Permalink Reply by Brandon Sedgley on September 23, 2011 at 3:32pm
Permalink Reply by Joshua Kwong on September 27, 2011 at 8:36pm I've heard about how as we come closer and closer to contemporary times that there is less that will be written down or preserved in the same ways that they have been for the vast majority of recorded history. More information is now being transmitted or saved in the digital space and not on a piece of paper. Historians can only use the sources available to them so in this sense when students begin to study the 21st century it's inevitable that they will have to move away from the written letters, tomes or journals of past centuries and somehow have to decode a live journal, read important emails or a even decipher a twitter feed to find information.

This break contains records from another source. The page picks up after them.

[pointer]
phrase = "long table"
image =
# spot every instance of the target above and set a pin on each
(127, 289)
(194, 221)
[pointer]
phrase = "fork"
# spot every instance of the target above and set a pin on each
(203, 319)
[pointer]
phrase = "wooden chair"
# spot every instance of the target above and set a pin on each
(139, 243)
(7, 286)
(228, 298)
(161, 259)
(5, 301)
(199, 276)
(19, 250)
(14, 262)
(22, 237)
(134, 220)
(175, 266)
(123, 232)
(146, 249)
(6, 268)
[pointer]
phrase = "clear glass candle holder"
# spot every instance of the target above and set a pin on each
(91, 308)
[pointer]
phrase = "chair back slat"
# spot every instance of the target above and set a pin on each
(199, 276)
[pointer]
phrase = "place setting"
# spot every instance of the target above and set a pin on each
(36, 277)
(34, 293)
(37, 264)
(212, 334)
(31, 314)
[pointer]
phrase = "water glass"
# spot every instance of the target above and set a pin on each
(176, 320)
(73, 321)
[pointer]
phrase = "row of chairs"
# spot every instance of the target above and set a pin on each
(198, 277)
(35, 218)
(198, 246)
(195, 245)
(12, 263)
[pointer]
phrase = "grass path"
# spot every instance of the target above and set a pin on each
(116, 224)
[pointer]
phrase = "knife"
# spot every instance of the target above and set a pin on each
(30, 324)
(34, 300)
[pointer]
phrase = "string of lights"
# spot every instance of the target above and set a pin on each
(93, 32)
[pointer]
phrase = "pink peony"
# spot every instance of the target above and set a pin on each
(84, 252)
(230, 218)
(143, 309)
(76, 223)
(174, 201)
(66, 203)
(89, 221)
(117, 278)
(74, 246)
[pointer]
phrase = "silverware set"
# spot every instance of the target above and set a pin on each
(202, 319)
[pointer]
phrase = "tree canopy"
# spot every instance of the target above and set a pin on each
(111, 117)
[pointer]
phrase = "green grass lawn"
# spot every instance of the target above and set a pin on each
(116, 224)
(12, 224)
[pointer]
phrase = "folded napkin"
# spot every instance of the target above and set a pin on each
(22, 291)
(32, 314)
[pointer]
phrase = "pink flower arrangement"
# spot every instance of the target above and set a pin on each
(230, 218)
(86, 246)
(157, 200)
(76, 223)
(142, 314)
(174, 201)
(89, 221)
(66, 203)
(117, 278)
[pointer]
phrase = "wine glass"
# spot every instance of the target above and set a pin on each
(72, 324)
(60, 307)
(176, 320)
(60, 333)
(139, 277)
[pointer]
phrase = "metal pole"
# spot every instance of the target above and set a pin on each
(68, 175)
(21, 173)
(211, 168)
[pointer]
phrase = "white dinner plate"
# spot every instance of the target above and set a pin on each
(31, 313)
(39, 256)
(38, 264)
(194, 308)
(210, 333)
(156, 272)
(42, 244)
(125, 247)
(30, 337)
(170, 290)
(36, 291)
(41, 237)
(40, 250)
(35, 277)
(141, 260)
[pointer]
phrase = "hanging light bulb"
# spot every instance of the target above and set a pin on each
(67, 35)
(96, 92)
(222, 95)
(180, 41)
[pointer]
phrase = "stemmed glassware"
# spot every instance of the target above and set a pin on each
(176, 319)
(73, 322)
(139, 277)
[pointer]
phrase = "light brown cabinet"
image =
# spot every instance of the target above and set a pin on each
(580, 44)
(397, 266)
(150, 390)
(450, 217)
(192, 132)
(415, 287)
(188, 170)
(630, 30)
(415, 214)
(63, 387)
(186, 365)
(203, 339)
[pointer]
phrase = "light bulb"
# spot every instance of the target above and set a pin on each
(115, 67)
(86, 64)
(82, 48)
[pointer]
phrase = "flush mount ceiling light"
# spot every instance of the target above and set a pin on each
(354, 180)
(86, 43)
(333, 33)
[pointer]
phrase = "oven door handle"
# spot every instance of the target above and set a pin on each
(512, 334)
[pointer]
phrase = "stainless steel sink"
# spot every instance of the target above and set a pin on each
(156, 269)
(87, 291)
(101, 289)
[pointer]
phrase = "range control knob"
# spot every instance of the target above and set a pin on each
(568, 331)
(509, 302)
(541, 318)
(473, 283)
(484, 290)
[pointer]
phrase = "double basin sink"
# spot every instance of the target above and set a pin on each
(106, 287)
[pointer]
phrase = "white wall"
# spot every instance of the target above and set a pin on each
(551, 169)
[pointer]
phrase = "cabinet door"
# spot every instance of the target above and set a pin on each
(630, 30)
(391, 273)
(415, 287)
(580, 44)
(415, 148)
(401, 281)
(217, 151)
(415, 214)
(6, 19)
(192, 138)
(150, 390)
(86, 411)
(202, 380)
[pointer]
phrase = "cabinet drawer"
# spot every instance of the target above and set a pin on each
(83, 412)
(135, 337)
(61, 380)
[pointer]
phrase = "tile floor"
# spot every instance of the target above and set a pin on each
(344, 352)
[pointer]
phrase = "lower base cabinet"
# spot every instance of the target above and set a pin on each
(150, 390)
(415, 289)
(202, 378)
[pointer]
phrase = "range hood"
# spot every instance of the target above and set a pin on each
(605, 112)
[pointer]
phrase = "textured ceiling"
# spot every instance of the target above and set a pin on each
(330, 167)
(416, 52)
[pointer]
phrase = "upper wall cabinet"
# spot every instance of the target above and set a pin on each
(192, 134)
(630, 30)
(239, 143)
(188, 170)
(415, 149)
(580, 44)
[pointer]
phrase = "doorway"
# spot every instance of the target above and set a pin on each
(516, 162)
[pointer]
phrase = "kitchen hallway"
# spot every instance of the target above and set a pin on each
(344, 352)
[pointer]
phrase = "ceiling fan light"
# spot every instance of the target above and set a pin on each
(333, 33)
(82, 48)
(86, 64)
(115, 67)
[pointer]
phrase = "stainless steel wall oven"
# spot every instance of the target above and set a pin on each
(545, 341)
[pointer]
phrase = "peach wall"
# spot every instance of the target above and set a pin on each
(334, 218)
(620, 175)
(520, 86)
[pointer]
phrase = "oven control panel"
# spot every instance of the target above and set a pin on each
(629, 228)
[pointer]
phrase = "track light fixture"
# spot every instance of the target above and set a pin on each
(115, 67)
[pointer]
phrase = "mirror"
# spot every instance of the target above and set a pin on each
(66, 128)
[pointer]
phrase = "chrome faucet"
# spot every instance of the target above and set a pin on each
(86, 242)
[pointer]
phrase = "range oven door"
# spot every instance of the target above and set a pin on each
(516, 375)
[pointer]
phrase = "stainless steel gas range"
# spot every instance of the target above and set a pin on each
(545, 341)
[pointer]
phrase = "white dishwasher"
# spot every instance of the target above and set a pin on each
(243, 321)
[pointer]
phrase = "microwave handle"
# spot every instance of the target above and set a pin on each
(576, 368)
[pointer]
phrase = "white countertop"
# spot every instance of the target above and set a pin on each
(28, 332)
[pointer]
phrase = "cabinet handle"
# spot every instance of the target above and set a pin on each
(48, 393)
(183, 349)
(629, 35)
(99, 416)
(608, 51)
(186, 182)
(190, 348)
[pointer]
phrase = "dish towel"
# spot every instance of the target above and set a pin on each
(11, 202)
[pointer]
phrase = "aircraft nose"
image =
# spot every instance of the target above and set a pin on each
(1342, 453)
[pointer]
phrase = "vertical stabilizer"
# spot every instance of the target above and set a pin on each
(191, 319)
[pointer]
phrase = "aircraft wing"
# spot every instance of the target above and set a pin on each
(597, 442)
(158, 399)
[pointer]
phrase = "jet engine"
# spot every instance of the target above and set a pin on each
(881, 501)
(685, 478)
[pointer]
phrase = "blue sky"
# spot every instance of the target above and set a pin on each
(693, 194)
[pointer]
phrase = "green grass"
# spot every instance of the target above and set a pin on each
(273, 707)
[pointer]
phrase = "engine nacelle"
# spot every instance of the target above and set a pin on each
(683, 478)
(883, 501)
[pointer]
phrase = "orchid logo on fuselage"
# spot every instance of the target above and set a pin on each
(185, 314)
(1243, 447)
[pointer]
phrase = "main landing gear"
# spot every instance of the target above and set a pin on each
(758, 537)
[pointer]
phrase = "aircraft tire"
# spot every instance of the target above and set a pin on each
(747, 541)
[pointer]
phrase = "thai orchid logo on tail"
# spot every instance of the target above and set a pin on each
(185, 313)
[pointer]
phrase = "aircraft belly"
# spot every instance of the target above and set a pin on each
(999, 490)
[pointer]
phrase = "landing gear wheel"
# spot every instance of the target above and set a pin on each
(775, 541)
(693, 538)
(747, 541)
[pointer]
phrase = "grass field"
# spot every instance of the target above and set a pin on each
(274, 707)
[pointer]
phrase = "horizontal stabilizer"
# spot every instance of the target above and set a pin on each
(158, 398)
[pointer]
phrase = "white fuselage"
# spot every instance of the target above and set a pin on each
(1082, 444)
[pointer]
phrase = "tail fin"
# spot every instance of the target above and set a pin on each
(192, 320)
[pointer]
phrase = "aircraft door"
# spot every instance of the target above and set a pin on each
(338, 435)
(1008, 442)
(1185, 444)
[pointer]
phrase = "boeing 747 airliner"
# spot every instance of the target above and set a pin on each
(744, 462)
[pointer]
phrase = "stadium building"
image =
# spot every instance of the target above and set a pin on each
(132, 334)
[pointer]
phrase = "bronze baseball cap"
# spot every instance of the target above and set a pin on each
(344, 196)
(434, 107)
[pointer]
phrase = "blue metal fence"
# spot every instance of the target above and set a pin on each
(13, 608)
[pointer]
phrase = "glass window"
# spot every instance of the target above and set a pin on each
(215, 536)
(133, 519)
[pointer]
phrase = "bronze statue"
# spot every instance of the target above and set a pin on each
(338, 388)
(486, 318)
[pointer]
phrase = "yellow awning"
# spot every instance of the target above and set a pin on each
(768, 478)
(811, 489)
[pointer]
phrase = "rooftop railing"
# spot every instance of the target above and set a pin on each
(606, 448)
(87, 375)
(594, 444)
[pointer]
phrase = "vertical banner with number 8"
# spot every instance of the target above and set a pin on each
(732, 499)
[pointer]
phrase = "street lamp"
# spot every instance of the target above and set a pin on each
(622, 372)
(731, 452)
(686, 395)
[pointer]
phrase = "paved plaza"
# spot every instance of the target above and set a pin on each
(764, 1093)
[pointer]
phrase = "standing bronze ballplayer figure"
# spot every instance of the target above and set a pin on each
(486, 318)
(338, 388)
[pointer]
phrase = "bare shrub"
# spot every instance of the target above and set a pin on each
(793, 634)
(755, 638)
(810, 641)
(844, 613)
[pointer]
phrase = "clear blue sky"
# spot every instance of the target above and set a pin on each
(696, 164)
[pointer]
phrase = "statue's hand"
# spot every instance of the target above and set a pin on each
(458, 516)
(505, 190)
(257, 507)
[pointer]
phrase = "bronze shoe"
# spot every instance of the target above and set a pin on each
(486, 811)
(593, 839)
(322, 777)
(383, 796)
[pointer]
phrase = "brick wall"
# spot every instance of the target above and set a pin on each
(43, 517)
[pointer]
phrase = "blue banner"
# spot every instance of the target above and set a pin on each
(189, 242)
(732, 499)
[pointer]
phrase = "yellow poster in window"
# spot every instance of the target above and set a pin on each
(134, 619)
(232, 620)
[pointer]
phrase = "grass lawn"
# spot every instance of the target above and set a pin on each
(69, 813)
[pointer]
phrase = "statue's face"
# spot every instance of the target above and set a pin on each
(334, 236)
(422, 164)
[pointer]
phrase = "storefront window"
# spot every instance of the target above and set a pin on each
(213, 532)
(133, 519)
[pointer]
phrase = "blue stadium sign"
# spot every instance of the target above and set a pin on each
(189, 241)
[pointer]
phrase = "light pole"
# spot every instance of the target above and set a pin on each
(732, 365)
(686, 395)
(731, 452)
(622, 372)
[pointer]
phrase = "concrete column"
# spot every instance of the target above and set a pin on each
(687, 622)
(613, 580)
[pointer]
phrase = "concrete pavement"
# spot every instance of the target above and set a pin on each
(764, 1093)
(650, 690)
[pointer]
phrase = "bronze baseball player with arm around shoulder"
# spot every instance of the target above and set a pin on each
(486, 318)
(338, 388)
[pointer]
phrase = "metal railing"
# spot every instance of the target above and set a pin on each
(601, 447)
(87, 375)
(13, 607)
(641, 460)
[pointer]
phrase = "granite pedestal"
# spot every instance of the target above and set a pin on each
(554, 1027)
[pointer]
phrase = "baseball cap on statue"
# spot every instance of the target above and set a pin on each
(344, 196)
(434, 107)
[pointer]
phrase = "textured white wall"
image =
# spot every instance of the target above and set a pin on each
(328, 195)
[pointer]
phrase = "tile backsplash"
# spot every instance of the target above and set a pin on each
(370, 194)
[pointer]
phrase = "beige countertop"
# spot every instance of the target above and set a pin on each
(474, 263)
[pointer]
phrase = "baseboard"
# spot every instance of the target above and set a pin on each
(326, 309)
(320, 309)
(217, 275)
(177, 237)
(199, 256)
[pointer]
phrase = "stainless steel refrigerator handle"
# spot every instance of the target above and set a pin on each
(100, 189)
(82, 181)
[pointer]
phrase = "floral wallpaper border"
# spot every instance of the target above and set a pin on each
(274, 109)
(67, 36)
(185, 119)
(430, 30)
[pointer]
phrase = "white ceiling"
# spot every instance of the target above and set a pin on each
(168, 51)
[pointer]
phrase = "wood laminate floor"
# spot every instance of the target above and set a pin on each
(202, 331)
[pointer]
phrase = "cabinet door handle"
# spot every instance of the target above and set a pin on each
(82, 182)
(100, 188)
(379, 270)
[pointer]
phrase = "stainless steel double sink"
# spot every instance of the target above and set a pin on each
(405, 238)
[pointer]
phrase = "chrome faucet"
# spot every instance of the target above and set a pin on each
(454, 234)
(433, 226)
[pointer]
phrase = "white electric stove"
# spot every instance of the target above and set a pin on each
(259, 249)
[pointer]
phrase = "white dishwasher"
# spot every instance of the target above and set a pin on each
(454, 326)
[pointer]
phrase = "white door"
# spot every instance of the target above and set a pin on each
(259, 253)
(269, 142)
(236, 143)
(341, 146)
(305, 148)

Our use of technology has changed the way we communicate, and i'm not just speaking in the present sense, but these new forms of communication will affect how those in the future get to see the past. The way that our generation studies and learns history, whether that means finding primary sources in a library or in a digital archive, won't change drastically in my opinion when it comes to things like the river valley civilizations all the way to the 20th century because the sources we have now can only change in how we receive or look at them. Make the best interactive power point in the world about Ancient Greece if that will get students interested, but all of that information comes from stuff that was written down on a slab of rock or in a book somewhere. A historian 50 years ago may have studied a printed copy of the Gettysburg Address while I can now read it from a digital archive, but the source is still a formally written document and I would say it gets studied in a similar fashion. The fundamental shift will be when information is in forms that can only exist in a strictly digital sense like a forum or even a comment post such as this one. Maybe people don't consider reading a forum post "reading", but it still requires the same comprehension skills and if that is how newer history needs to be taught then reading will go away in the old sense of blocks of text on a paper. It'll become an interactive adventure through thoughts and words that were exchanged in comparatively real-time compared to the days of snail mail and messengers on foot. I'm sure lots of fun will be had trying to read these things with the terrible way people write on the internet though.